New York City is obliged to provide shelter to those in need due to the Callahan v. Carey consent decree created 42 years ago. Originally thought to act as a safety net catching a few transient men, it has ballooned into an enormous expense.
It eventually grew to a $2-billion-a-year industry housing all comers — and is likely to cost the city $4 billion this year and ahead, as long as influx of illegal immigrants doubles the shelter population.
New York Post
If all large cities floated the same offering, perhaps NYC wouldn’t feel the burden of this right to shelter. As it stands it, the city is particularly attractive to migrants.

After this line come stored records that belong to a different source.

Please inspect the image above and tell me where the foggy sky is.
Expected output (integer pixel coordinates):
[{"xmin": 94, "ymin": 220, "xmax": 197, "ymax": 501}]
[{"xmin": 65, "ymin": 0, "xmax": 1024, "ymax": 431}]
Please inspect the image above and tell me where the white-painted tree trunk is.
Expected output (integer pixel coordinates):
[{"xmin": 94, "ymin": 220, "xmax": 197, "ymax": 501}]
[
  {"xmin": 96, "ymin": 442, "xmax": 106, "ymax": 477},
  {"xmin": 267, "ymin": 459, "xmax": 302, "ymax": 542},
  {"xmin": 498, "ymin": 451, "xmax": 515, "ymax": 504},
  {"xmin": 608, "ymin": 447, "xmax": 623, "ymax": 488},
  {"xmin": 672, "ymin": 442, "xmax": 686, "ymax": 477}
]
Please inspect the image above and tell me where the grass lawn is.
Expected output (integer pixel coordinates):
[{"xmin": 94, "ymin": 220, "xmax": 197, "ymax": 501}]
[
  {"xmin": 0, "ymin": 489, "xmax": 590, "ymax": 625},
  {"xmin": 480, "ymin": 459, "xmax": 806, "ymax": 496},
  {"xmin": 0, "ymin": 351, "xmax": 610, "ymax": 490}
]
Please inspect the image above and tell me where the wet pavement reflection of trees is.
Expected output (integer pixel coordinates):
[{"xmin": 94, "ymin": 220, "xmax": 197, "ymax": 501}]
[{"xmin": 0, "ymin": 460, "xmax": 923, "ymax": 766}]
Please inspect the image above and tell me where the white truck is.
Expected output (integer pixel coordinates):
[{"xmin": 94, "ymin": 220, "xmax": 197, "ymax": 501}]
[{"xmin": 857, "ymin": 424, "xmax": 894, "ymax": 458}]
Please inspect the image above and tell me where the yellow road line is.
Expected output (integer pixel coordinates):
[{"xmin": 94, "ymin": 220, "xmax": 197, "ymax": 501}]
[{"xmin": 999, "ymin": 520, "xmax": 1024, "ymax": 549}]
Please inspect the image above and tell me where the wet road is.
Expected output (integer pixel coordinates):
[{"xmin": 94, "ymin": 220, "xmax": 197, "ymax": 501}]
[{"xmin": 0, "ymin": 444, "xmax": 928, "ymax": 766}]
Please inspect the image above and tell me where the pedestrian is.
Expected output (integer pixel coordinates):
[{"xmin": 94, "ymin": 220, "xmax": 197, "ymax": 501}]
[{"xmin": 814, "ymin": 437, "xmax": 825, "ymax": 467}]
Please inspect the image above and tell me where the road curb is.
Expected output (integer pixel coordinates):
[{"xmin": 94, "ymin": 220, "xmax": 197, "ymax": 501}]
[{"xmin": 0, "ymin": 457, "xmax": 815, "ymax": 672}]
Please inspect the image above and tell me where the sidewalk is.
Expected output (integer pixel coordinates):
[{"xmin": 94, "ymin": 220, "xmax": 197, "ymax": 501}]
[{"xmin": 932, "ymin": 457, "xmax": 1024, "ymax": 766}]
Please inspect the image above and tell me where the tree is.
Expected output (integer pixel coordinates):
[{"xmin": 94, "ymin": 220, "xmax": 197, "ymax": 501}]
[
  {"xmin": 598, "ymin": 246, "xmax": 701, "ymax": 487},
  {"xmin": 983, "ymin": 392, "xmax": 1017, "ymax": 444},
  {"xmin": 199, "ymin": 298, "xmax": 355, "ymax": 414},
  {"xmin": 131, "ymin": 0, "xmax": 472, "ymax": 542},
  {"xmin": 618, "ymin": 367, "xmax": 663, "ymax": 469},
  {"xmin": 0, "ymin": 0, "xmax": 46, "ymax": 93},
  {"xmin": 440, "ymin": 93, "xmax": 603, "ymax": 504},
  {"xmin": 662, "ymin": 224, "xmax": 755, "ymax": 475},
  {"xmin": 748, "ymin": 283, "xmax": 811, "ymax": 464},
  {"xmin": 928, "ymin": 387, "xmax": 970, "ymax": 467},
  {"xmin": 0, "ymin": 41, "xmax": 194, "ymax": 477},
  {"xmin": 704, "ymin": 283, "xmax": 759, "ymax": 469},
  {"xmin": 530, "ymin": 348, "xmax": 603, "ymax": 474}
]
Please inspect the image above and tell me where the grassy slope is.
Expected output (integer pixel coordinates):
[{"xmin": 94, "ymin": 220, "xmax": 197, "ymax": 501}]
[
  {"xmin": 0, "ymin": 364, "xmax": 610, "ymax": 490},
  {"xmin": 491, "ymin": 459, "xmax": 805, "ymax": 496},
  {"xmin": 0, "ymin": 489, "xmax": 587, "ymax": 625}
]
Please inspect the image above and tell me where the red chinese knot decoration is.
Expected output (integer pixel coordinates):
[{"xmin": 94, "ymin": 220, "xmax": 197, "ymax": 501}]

Without question, the “right” is the central reason New York is spending far more per migrant than any other large city — nearly $40,000 a head here, vs. under $3,000 in Los Angeles and less than $7,000 in Chicago.

The mayor of the Big Apple is rightly going to adjust the benefits flowing out of the city coffers. As situations change, as population groups change, as the intentions for the support changes, government has an obligation to reassess the overall distribution of funds versus obligations.
The scenario is also a reminder that public funds, through programs, create a market. If one city creates laws to favor certain population groups, these groups will show up. In creating a new law, the intent might only be to help the few in town who clearly have a need. But once it is established as a formal offering, others are bound to migrate, incentivized by the above market public program.